What do flood-water contamination, mineable platinum deposits and the trigger for human life on Earth have in common? Answer: Marek Locmelis, Missouri S&T geosciences researcher.
Locmelis is an economic geologist with expertise in geochemistry, petrology, planetary evolution and analytical chemistry. His current research spans a variety of topics.
In a 2019 paper published in American Mineralogist, Locmelis examined if and how oxygen bound in minerals and magmas in the interiors of planets can affect the composition of oceans and atmospheres and contribute to whether a planet is habitable.
The work uncovered possible clues into the rise of oxygen-based life forms on our planet.
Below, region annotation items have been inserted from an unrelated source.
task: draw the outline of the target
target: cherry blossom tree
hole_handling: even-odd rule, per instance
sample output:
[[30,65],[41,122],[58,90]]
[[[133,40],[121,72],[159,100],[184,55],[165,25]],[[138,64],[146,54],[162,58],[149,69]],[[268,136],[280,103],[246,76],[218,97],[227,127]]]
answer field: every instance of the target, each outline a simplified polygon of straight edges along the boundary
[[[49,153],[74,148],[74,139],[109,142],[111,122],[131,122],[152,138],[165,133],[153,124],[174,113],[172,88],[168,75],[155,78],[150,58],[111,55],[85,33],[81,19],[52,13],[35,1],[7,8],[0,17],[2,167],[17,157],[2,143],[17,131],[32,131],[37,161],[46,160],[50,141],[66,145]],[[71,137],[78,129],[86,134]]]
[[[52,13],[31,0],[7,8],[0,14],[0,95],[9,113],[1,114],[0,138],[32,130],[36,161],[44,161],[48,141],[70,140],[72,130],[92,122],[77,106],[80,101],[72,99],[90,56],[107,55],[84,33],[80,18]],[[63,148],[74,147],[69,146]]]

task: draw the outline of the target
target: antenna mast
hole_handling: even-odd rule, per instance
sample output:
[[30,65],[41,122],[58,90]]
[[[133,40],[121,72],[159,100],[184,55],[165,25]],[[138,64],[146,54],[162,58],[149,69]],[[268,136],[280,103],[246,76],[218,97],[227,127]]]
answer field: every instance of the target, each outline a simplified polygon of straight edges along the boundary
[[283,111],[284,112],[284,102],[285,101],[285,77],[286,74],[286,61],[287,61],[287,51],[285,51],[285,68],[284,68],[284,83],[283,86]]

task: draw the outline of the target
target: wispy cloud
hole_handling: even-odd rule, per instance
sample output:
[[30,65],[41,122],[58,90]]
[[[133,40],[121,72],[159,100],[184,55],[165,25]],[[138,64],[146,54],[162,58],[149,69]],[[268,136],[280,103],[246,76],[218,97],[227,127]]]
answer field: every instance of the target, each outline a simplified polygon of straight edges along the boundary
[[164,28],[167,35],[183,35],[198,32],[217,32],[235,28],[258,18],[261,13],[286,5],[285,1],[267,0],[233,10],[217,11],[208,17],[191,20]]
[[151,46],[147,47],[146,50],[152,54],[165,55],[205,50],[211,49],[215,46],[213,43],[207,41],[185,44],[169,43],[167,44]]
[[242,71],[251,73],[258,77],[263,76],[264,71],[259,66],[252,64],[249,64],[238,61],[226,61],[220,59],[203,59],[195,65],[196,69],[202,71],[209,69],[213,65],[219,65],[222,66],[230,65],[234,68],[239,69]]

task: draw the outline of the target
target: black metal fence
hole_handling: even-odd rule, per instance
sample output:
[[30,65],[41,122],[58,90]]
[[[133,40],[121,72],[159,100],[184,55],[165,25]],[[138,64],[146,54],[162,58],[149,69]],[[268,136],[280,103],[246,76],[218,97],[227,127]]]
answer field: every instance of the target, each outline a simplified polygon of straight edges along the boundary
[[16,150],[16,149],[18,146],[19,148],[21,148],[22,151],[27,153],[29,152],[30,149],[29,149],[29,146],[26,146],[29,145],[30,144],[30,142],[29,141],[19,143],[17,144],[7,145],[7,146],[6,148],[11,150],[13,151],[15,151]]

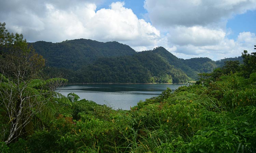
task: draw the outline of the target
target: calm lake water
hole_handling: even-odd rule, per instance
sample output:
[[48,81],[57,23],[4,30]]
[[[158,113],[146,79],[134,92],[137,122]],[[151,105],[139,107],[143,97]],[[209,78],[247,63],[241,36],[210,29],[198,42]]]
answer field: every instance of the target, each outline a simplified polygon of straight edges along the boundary
[[92,100],[101,105],[110,105],[113,109],[130,109],[140,100],[157,96],[167,87],[173,91],[184,84],[90,84],[67,85],[58,89],[67,96],[74,92],[80,98]]

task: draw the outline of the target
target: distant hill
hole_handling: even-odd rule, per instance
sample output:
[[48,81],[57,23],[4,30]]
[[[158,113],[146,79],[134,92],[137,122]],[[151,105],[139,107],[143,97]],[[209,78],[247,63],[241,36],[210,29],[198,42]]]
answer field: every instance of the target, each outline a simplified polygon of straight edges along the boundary
[[136,53],[129,46],[116,41],[104,43],[80,39],[56,43],[39,41],[29,44],[46,60],[47,66],[74,70],[99,57],[131,55]]
[[46,75],[62,75],[73,83],[185,83],[224,63],[207,57],[179,58],[162,47],[137,52],[116,41],[29,44],[46,59]]

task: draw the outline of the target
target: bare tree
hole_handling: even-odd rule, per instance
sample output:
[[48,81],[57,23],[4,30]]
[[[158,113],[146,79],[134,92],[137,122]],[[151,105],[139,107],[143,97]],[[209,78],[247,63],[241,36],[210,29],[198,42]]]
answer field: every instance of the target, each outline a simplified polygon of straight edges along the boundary
[[6,122],[1,135],[7,144],[24,132],[32,117],[67,80],[41,79],[42,56],[28,47],[22,35],[10,33],[5,26],[0,23],[0,109]]

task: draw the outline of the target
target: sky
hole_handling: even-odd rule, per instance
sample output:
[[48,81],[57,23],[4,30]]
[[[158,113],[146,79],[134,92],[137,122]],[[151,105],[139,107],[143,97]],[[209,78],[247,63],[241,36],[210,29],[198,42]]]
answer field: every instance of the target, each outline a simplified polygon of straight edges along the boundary
[[256,0],[1,0],[0,22],[28,42],[117,41],[214,60],[255,52]]

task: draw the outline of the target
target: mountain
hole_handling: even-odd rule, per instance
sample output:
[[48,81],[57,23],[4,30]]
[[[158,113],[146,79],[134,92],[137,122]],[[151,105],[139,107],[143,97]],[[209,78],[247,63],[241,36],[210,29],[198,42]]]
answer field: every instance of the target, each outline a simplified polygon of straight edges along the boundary
[[137,52],[116,41],[80,39],[29,45],[45,59],[46,75],[73,83],[184,83],[224,63],[207,57],[179,58],[162,47]]
[[129,46],[116,41],[102,42],[80,39],[53,43],[30,43],[46,60],[47,66],[77,70],[98,58],[131,55],[136,52]]

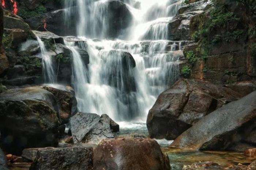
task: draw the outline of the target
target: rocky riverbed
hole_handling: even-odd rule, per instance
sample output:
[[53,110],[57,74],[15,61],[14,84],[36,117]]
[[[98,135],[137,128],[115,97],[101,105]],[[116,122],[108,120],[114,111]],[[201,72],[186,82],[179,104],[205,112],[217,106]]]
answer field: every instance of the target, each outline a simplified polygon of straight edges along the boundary
[[4,1],[0,169],[256,169],[253,1]]

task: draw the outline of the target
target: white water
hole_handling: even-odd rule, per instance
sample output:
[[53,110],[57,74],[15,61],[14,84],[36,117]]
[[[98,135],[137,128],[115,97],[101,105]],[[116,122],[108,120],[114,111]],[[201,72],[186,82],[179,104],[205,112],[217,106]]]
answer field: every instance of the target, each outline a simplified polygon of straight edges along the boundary
[[53,83],[56,82],[56,74],[54,72],[54,65],[51,56],[47,53],[44,42],[38,36],[37,41],[41,50],[41,55],[43,62],[44,78],[45,83]]
[[[157,96],[178,77],[181,42],[168,40],[168,23],[182,1],[123,0],[132,18],[114,40],[108,39],[114,28],[109,23],[110,1],[65,1],[67,8],[78,7],[77,34],[83,40],[78,46],[66,42],[72,56],[78,108],[118,121],[144,122]],[[88,52],[88,66],[78,48]]]

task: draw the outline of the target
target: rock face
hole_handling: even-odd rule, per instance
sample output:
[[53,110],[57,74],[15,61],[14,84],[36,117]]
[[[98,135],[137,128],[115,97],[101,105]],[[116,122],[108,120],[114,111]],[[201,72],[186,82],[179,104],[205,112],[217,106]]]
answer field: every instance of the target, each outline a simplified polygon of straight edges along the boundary
[[76,113],[70,118],[74,142],[97,144],[103,139],[113,138],[111,129],[112,121],[105,114],[100,116],[95,113]]
[[[171,146],[195,150],[239,151],[243,142],[252,137],[255,128],[256,91],[206,116],[181,135]],[[255,148],[255,136],[251,139],[252,143],[247,144]]]
[[67,123],[71,115],[76,112],[77,102],[74,92],[68,89],[72,90],[72,88],[59,86],[59,89],[49,86],[43,86],[42,88],[54,95],[58,104],[61,123]]
[[104,140],[94,154],[96,170],[170,169],[168,157],[156,141],[148,138]]
[[27,35],[34,37],[29,26],[17,15],[4,10],[4,27],[6,29],[19,28],[23,30]]
[[28,150],[26,156],[34,159],[30,170],[90,170],[93,167],[93,153],[90,146],[80,145]]
[[9,90],[0,94],[1,143],[5,151],[56,146],[57,105],[53,95],[38,88]]
[[151,138],[175,139],[204,116],[240,95],[208,82],[182,79],[158,97],[147,126]]
[[0,148],[0,169],[1,170],[8,170],[7,161],[5,155]]

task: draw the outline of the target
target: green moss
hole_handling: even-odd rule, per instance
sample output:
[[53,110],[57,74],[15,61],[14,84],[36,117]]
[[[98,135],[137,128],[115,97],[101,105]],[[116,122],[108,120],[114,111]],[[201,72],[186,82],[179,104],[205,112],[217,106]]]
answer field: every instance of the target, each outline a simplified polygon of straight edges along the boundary
[[191,74],[191,69],[188,65],[184,66],[181,69],[181,75],[185,77],[188,77]]
[[186,54],[186,57],[189,63],[192,65],[194,64],[197,59],[196,56],[193,51],[188,51]]
[[5,48],[10,48],[12,45],[12,38],[11,35],[4,33],[3,35],[2,43]]
[[26,69],[29,69],[31,67],[35,69],[40,69],[42,66],[40,60],[36,57],[24,56],[22,57],[22,59],[24,65]]

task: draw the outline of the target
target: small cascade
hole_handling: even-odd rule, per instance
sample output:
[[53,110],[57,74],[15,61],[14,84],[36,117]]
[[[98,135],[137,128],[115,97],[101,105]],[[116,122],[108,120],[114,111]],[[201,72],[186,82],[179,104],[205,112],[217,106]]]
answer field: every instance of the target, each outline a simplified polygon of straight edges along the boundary
[[41,50],[41,55],[43,61],[43,72],[44,82],[47,83],[56,82],[56,74],[52,58],[47,53],[44,42],[39,37],[37,36],[37,41]]
[[[158,96],[179,77],[181,42],[169,39],[169,23],[182,1],[66,0],[78,15],[80,40],[65,43],[80,111],[145,122]],[[88,65],[81,49],[89,55]]]

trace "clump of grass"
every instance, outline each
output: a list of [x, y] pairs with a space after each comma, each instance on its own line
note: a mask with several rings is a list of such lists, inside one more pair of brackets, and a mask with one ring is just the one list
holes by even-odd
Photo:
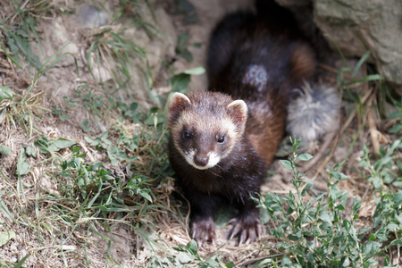
[[224, 263], [222, 256], [215, 254], [213, 256], [203, 259], [198, 254], [198, 247], [197, 242], [192, 239], [186, 247], [179, 246], [173, 247], [177, 253], [169, 255], [164, 258], [158, 259], [154, 257], [148, 264], [148, 267], [188, 267], [196, 266], [201, 268], [208, 267], [234, 267], [233, 262]]
[[[373, 227], [357, 230], [362, 202], [354, 198], [350, 213], [347, 213], [348, 193], [338, 189], [339, 182], [348, 179], [338, 172], [341, 163], [336, 164], [331, 171], [327, 170], [330, 174], [328, 193], [313, 200], [306, 199], [314, 181], [305, 179], [306, 174], [299, 173], [295, 163], [297, 160], [307, 161], [312, 156], [297, 155], [300, 141], [300, 138], [291, 138], [291, 160], [281, 161], [286, 169], [293, 171], [292, 185], [296, 195], [291, 191], [285, 197], [268, 193], [264, 198], [255, 198], [258, 206], [266, 211], [269, 220], [275, 222], [275, 227], [269, 231], [281, 241], [275, 248], [283, 254], [280, 261], [267, 257], [255, 267], [275, 266], [278, 261], [282, 267], [372, 267], [378, 264], [379, 256], [385, 255], [389, 247], [402, 243], [400, 239], [395, 239], [390, 236], [390, 229], [387, 226], [392, 221], [385, 220], [386, 222], [379, 226], [376, 223], [378, 215], [386, 211], [397, 214], [400, 197], [395, 195], [397, 202], [389, 204], [386, 209], [382, 205], [377, 206]], [[389, 197], [383, 196], [379, 203], [389, 199]], [[387, 256], [384, 265], [389, 264]]]

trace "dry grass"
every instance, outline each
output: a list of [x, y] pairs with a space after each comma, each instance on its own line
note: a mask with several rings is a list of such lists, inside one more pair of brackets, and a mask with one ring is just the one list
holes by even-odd
[[[147, 13], [152, 18], [146, 2], [138, 2], [141, 4], [111, 1], [105, 8], [114, 14], [130, 10], [138, 23], [147, 20]], [[166, 154], [162, 108], [169, 68], [162, 64], [151, 70], [146, 47], [124, 35], [123, 29], [132, 28], [124, 24], [130, 21], [124, 13], [110, 25], [79, 29], [71, 19], [76, 12], [71, 3], [27, 1], [19, 3], [20, 7], [17, 3], [0, 4], [0, 84], [14, 94], [0, 98], [0, 146], [11, 148], [10, 154], [0, 155], [0, 241], [7, 234], [0, 244], [1, 265], [174, 267], [214, 266], [214, 261], [250, 267], [268, 257], [283, 256], [274, 247], [281, 239], [269, 231], [258, 243], [237, 247], [236, 241], [225, 239], [230, 227], [218, 230], [216, 245], [206, 245], [197, 254], [174, 249], [185, 248], [190, 237], [188, 204], [174, 186]], [[59, 23], [62, 17], [64, 21]], [[158, 42], [154, 19], [146, 22], [147, 27], [138, 27], [138, 31], [147, 33], [138, 35], [155, 35], [151, 41]], [[64, 46], [67, 43], [57, 43], [64, 38], [46, 38], [52, 27], [75, 29], [69, 36], [71, 43]], [[13, 40], [18, 49], [12, 47]], [[32, 51], [24, 48], [26, 44]], [[43, 65], [35, 67], [38, 62]], [[365, 63], [360, 66], [362, 77], [369, 77]], [[322, 69], [327, 70], [327, 82], [336, 84], [339, 71], [327, 65]], [[398, 103], [386, 101], [382, 81], [359, 80], [352, 74], [344, 71], [339, 85], [346, 96], [341, 128], [322, 149], [317, 163], [308, 168], [307, 178], [315, 180], [315, 188], [306, 198], [326, 192], [325, 169], [346, 160], [339, 172], [350, 179], [339, 182], [339, 188], [363, 201], [356, 222], [360, 229], [373, 225], [378, 205], [373, 197], [400, 190], [400, 186], [382, 184], [379, 191], [367, 182], [373, 170], [359, 163], [364, 145], [370, 152], [389, 147], [398, 138], [398, 132], [390, 130], [400, 124], [400, 118], [387, 119]], [[355, 98], [348, 99], [350, 96]], [[157, 105], [160, 109], [152, 108]], [[398, 180], [399, 148], [390, 156], [394, 170], [389, 172]], [[272, 169], [275, 174], [263, 193], [295, 193], [292, 173], [278, 162]], [[352, 199], [348, 199], [348, 206]], [[265, 227], [278, 224], [269, 222]], [[11, 233], [15, 237], [8, 239]], [[400, 229], [395, 230], [398, 235]], [[389, 250], [394, 264], [400, 260], [398, 250]]]

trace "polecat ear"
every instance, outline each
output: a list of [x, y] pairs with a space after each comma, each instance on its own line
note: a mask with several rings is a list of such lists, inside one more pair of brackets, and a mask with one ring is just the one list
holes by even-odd
[[179, 117], [183, 109], [189, 106], [190, 105], [191, 101], [186, 95], [175, 92], [173, 95], [172, 95], [171, 99], [169, 100], [168, 105], [169, 119], [171, 121], [174, 121]]
[[230, 114], [233, 122], [238, 127], [242, 127], [247, 120], [247, 105], [241, 99], [235, 100], [228, 105], [229, 114]]

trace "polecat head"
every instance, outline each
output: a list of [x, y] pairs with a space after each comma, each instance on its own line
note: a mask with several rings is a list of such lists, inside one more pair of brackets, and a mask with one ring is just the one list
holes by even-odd
[[212, 168], [228, 156], [244, 133], [247, 106], [222, 93], [174, 93], [168, 125], [175, 147], [198, 170]]

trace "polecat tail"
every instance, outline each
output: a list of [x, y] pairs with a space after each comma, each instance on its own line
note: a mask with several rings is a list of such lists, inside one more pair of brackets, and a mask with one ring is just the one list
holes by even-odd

Known as the Great Oxidation Event, changes to our planet some 2.4 billion years ago paved the way for the rise of all lifeforms that use oxygen to break down nutrients for energy.
“Without the Great Oxidation Event, there would be no plant and animal life on Earth or at least no life on Earth as we know it — including us,” says Locmelis, who also studies how metals and other contaminants are redistributed during catastrophic flood events, such as the 2019 floods along the Missouri and Mississippi Rivers.
Researchers know little about how these materials may affect public health and safety in rural and urban areas. But Locmelis leads a team, with funding from an NSF rapid response grant of almost $45,000, to identify floodwater contaminants, understand how they are transported and deposited, and determine any potential public health risks.
The team gathered samples of soils and water from floodplain and non-flooded areas around the Missouri and Mississippi rivers — upstream and downstream — near St. Louis to analyze the pH and metal composition and search for other organic materials that point to a loss or enrichment of nutrients.
They hope to help leaders in the region better understand how floods affect the soil and water and better recover from these increasingly common natural disasters.
Locmelis also studies supply chain resilience for critical minerals, such as cobalt and rare earth elements, as well as economically important metals such as nickel, copper and platinum — where they come from, how they are transported, and where they are most likely to be concentrated in mineable deposits.
That research led to a five-year, $550,000 Faculty Early Career Development (CAREER) award from the National Science Foundation.
“Most known world-class metal deposits formed relatively close to the Earth’s surface,” says Locmelis. “However, a recent decline in major discoveries suggests that most of the easily accessible, near-surface deposits have already been found. To guarantee a steady metal supply in the future, we must look at deeper levels in the Earth, which the CAREER award will help me to do.”